The calculation part 30 divides a first multi-dimensional space spanned by the first multi-dimensional data into a second multi-dimensional space(s), and estimates a non-linear regression model(s). The calculation part 30 is configured to include a division part 31 and an interpolation part 32.
The division part 31 divides the first multi-dimensional space (N-dimensional space; N: a natural number) spanned by the first multi-dimensional data into the second multi-dimensional space(s) (M-dimensional space (M<=N)); M, N: natural numbers).
For example, the division part 31 may divide the multi-dimensional space spanned by the multi-dimensional data by using a random forest and repeating selection processing of parameters (that is, variables and threshold values related to a division of multi-dimensional space) related to the random forest. Concretely, when dividing using the random forest, the division part 31 may divide the multi-dimensional space spanned by the multi-dimensional data in such manner that, with respect to parameters related to the random forest (that is, variables and threshold values related to a division of multi-dimensional space), the smaller a loss function of parameters is, the higher probability the parameters are selected with. In that case, the division part 31 determines a probability function using quantum annealing or a Markov chain Monte Carlo method and so on.
Alternatively, the division part 31 may divide the multi-dimensional space spanned by the multi-dimensional data by locating a plurality of points on the multi-dimensional space and performing Voronoi tessellation according to distances from the points. Concretely, when a division is performed using Voronoi tessellation, the division part 31 may divide the multi-dimensional space spanned by the multi-dimensional data in such a manner as to move feature points (that is, parameters related to a division of the multi-dimensional space) related to the Voronoi tessellation by applying a bias in a direction to decrease the loss function. Here, a Euclidean distance or a Manhattan distance can be used as a distance between pieces of the multi-dimensional data.

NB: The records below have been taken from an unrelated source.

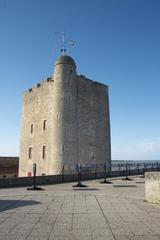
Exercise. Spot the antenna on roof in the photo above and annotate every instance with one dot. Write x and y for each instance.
(65, 42)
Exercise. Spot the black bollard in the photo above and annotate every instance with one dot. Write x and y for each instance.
(35, 187)
(79, 184)
(105, 175)
(95, 171)
(126, 173)
(62, 174)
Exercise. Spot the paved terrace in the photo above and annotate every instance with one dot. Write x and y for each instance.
(62, 213)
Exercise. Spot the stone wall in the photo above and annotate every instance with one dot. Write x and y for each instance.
(152, 186)
(76, 111)
(46, 180)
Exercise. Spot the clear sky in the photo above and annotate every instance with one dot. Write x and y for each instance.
(117, 43)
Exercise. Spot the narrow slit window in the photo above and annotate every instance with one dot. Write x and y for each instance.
(44, 125)
(30, 153)
(44, 152)
(31, 128)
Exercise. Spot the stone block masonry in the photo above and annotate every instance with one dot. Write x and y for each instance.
(65, 121)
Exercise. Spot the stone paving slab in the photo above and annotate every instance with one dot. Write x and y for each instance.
(101, 211)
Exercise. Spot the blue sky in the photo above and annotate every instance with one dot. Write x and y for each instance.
(117, 43)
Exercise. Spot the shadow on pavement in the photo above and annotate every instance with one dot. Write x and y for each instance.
(11, 204)
(86, 189)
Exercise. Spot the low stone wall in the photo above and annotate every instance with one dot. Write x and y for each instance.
(46, 180)
(9, 167)
(152, 187)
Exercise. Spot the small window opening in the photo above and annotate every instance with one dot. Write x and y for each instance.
(30, 153)
(44, 152)
(31, 128)
(44, 124)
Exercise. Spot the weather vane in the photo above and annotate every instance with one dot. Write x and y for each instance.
(65, 42)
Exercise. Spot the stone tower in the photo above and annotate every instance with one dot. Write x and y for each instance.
(65, 122)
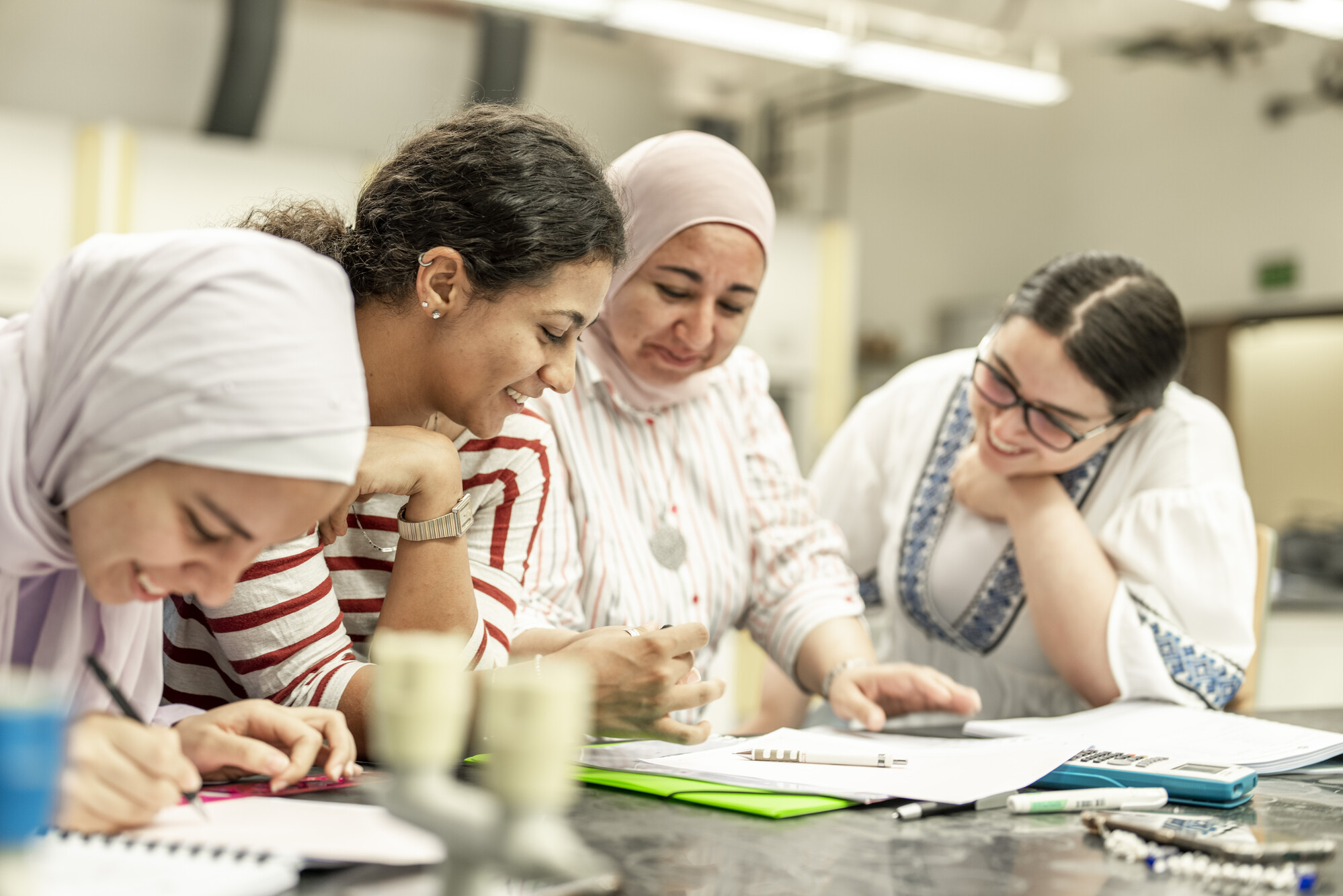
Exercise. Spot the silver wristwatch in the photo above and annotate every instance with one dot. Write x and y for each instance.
(449, 526)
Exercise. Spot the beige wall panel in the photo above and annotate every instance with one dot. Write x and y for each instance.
(1287, 407)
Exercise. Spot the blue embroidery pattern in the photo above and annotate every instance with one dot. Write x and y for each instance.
(994, 609)
(1193, 667)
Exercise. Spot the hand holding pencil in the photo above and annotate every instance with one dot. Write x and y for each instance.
(121, 772)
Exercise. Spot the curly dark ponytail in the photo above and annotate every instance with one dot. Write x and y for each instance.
(1121, 324)
(515, 192)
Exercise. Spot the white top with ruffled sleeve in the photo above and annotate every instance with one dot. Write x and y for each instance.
(1168, 505)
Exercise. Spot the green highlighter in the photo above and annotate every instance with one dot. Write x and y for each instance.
(748, 800)
(751, 801)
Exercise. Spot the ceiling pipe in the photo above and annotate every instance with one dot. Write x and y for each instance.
(247, 65)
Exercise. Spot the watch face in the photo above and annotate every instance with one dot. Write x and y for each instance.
(466, 515)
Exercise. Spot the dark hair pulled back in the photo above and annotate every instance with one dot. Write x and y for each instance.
(516, 192)
(1119, 323)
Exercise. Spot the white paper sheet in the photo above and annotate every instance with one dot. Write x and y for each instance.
(1180, 733)
(940, 769)
(311, 829)
(74, 866)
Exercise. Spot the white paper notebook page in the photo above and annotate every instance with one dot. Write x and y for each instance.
(1181, 733)
(316, 831)
(940, 769)
(77, 866)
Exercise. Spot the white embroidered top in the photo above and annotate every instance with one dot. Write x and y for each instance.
(1166, 503)
(721, 469)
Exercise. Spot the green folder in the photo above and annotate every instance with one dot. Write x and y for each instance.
(705, 793)
(755, 803)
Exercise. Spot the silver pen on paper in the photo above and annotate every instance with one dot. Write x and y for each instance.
(869, 760)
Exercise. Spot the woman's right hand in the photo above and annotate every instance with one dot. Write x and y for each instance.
(118, 774)
(639, 682)
(402, 460)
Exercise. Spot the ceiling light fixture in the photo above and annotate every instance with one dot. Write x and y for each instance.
(810, 46)
(571, 9)
(1322, 17)
(733, 31)
(950, 73)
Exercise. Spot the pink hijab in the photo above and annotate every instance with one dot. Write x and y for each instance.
(667, 184)
(159, 345)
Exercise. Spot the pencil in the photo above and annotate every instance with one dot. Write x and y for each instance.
(120, 699)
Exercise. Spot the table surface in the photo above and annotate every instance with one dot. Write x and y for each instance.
(671, 848)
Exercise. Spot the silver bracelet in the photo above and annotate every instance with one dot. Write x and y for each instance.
(852, 663)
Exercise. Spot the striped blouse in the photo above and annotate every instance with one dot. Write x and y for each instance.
(297, 626)
(719, 468)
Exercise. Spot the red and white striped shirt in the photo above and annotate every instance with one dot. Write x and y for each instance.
(297, 626)
(721, 471)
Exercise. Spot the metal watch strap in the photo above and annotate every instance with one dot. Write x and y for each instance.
(449, 526)
(852, 663)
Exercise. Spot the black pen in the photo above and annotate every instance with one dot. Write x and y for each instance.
(114, 692)
(924, 808)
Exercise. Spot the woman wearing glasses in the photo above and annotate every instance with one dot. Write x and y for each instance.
(1049, 518)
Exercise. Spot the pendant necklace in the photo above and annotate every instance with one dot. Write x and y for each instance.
(667, 543)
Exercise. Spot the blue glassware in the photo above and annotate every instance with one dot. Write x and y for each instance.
(32, 727)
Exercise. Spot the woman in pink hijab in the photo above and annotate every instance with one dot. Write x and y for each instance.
(172, 405)
(685, 497)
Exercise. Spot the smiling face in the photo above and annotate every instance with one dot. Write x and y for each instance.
(1039, 368)
(491, 356)
(173, 528)
(686, 307)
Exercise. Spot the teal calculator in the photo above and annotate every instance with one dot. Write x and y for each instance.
(1197, 784)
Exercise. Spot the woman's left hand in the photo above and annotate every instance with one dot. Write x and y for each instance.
(873, 694)
(979, 489)
(259, 738)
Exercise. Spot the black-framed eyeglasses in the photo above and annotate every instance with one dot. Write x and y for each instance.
(1043, 423)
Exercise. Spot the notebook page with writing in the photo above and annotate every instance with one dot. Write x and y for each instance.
(311, 829)
(1182, 733)
(67, 864)
(951, 770)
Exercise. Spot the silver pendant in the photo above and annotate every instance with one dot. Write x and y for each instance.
(668, 546)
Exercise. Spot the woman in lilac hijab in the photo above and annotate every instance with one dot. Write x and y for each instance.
(172, 405)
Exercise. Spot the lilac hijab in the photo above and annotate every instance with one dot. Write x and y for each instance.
(219, 343)
(667, 184)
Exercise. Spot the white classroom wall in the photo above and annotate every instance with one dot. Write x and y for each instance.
(957, 199)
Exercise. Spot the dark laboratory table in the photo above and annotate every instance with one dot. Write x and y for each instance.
(677, 850)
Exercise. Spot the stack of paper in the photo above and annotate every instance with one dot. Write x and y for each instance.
(1180, 733)
(939, 769)
(315, 831)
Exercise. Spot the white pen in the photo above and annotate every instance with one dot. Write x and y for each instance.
(1083, 800)
(873, 760)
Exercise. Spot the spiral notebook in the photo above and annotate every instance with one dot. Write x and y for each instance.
(69, 864)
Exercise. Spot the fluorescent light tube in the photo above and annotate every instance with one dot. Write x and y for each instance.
(733, 31)
(573, 9)
(1322, 17)
(950, 73)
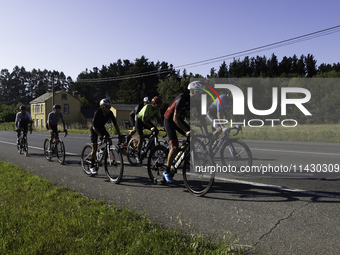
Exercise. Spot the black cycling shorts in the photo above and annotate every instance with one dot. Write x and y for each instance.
(94, 135)
(171, 128)
(53, 128)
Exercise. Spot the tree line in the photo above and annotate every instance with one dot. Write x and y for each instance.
(128, 81)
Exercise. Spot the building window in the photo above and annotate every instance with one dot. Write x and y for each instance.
(66, 108)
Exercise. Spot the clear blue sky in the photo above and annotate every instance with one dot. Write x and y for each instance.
(72, 35)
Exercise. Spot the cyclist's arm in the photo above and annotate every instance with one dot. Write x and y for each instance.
(179, 122)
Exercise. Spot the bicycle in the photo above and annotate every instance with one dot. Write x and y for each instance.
(149, 142)
(197, 177)
(112, 156)
(233, 152)
(22, 145)
(124, 145)
(57, 148)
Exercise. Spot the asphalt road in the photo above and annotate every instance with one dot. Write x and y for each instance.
(293, 213)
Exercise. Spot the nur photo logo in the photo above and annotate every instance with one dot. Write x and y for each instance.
(266, 102)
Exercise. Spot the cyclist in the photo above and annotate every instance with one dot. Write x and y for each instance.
(22, 119)
(52, 122)
(143, 121)
(215, 111)
(133, 115)
(174, 120)
(100, 117)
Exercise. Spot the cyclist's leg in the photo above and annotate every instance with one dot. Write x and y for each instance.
(18, 135)
(139, 128)
(94, 144)
(171, 128)
(132, 124)
(53, 133)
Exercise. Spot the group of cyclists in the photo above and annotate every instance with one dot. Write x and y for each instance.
(140, 118)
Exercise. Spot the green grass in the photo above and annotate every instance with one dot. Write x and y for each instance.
(38, 217)
(328, 133)
(302, 133)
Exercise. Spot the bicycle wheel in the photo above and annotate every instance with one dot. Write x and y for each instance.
(114, 165)
(157, 163)
(47, 154)
(131, 153)
(86, 159)
(198, 181)
(60, 151)
(19, 145)
(236, 154)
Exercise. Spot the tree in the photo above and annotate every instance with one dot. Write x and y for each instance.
(310, 65)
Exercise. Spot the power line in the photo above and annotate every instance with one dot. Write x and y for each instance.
(283, 43)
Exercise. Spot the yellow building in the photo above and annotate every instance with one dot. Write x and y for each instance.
(42, 106)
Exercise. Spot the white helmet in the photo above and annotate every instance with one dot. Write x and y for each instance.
(104, 102)
(196, 85)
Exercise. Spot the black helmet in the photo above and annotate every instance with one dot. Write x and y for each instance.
(105, 102)
(56, 107)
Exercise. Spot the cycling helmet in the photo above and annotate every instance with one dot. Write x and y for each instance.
(158, 102)
(56, 107)
(196, 85)
(105, 102)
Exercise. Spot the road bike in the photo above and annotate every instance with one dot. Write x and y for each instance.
(107, 154)
(22, 145)
(233, 152)
(56, 148)
(124, 145)
(149, 142)
(197, 177)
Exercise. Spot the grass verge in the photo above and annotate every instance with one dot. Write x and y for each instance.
(38, 217)
(301, 133)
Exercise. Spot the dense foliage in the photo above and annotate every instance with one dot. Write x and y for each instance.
(128, 82)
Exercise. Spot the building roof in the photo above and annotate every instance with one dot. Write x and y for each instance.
(124, 107)
(45, 97)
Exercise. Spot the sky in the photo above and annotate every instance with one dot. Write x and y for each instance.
(71, 36)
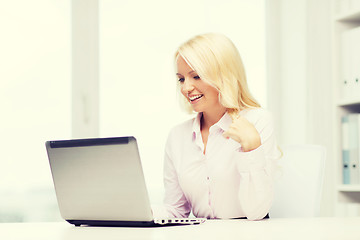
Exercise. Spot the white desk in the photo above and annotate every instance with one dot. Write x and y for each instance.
(305, 229)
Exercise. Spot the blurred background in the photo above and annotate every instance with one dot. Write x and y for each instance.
(103, 68)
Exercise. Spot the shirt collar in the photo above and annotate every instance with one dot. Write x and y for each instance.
(224, 123)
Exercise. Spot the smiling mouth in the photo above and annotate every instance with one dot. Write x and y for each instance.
(195, 97)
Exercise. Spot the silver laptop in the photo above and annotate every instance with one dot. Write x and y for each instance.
(100, 182)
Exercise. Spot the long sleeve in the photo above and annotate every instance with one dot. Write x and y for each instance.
(223, 182)
(256, 169)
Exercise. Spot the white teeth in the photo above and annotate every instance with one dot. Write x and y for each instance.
(192, 98)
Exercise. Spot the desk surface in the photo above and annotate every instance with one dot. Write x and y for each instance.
(305, 229)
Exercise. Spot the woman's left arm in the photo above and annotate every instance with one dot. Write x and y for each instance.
(256, 163)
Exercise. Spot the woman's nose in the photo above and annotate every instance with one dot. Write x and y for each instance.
(187, 86)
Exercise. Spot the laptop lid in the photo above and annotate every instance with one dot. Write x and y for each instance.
(99, 179)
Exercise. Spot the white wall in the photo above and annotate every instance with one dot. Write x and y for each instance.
(299, 78)
(137, 83)
(35, 101)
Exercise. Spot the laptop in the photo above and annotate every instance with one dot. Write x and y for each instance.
(100, 182)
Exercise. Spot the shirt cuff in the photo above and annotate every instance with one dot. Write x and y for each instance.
(252, 160)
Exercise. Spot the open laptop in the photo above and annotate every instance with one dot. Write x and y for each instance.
(100, 182)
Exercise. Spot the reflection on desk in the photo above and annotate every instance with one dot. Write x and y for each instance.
(305, 228)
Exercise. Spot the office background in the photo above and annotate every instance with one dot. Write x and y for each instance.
(115, 77)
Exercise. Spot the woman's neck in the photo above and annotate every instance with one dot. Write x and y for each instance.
(209, 119)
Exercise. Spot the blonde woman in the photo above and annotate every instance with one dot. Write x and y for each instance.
(220, 163)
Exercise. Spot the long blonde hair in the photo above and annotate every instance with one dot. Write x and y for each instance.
(217, 61)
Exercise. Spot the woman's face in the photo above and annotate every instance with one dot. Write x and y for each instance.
(202, 96)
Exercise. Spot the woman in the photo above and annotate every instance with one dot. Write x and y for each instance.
(219, 164)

The interpolation part 32 interpolates the second multi-dimensional data (M-dimensional space (M<=N)); M, N: natural numbers) forming the divided multi-dimensional space(s) (the second multi-dimensional space(s)) among the first multi-dimensional data, and estimates a regression model. The interpolation part 32 interpolates the second multi-dimensional data forming the divided multi-dimensional space(s) (the second multi-dimensional space(s)) among the first multi-dimensional data based on the loss function. Concretely, the interpolation part 32 determines a gradient of the loss function to be minimized by a monotonically decreasing function with respect to a distance from the second multi-dimensional data forming the divided multi-dimensional space(s) (the second multi-dimensional space(s)) and optimizes parameters related to a linear interpolation using a stochastic gradient descent method based on the determined gradient.
The calculation part 30 repeats multiple times a processing of dividing the multi-dimensional space spanned by the multi-dimensional data and a processing of interpolating data forming the divided multi-dimensional space(s), and estimates a regression model(s). Concretely, the calculation part 30 repeats multiple times a processing of dividing the multi-dimensional space spanned by the multi-dimensional data and a processing of interpolating data forming the divided multi-dimensional space(s) using the loss function, and estimates a model(s) to minimize a sum of the loss functions as a regression model(s).
The analysis part 40 determines whether or not there is a deficiency in the first multi-dimensional data based on the estimated regression model(s). As described above, it is assumed that necessary information means information required to make an appropriate action plan by a person. Concretely, when the calculation part 30 has estimated a plurality of regression models having different shapes, the analysis part 40 determines that there is a deficiency in the first multi-dimensional data.
Next, with reference to
In step S1, the calculation part 30 reads out first multi-dimensional data from the storage part 10.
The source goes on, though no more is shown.